Here agglomeration is done similarly, but na.rm = TRUE

temp2 <- rowData(agglomerateByRank(mae[[1]], rank = "Genus", na.rm = TRUE))

print(paste0("Agglomeration with na.rm = FALSE: ", dim(temp)[1], " taxa."))
## [1] "Agglomeration with na.rm = FALSE: 277 taxa."
print(paste0("Agglomeration with na.rm = TRUE: ", dim(temp2)[1], " taxa."))
## [1] "Agglomeration with na.rm = TRUE: 262 taxa."

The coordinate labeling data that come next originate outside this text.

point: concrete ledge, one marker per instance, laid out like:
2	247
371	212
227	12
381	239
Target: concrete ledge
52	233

The mia package contains further examples on various data agglomeration and splitting options.

5.2 Visualization

The miaViz package facilitates data visualization. Let us plot the Phylum level abundances.

# Here we specify "relabundance" to be abundance table that we use for plotting.
# Note that we can use agglomerated or non-agglomerated mae[[1]] as an input, because
# the function agglomeration is built-in option. 

# Legend does not fit into picture, so its height is reduced.
plot_abundance <- plotAbundance(mae[[1]], abund_values="relabundance", rank = "Phylum") +
  theme(legend.key.height = unit(0.5, "cm")) +
  scale_y_continuous(label = scales::percent)

plot_abundance 

Density plot shows the overall abundance distribution for a given taxonomic group. Let us check the relative abundance of Firmicutes across the sample collection. The density plot is a smoothened version of a standard histogram.

The plot shows peak abundances around 30 %.

# Subset data by taking only Firmicutes
se_firmicutes <- se_phylum["Firmicutes"]

# Gets the abundance table
abundance_firmicutes <- assay(se_firmicutes, "relabundance")

# Creates a data frame object, where first column includes abundances
firmicutes_abund_df <- as.data.frame(t(abundance_firmicutes))
# Rename the first and only column
colnames(firmicutes_abund_df) <- "abund"

# Creates a plot. Parameters inside feom_density are optional. With 
# geom_density(bw=1000), it is possible to adjust bandwidth.
firmicutes_abund_plot <- ggplot(firmicutes_abund_df, aes(x = abund)) + 
  geom_density(color="darkred", fill="lightblue") + 
  labs(x = "Relative abundance", title = "Firmicutes") +
  theme_classic() + # Changes the background
  scale_x_continuous(label = scales::percent)

firmicutes_abund_plot

For more visualization options and examples, see the miaViz vignette.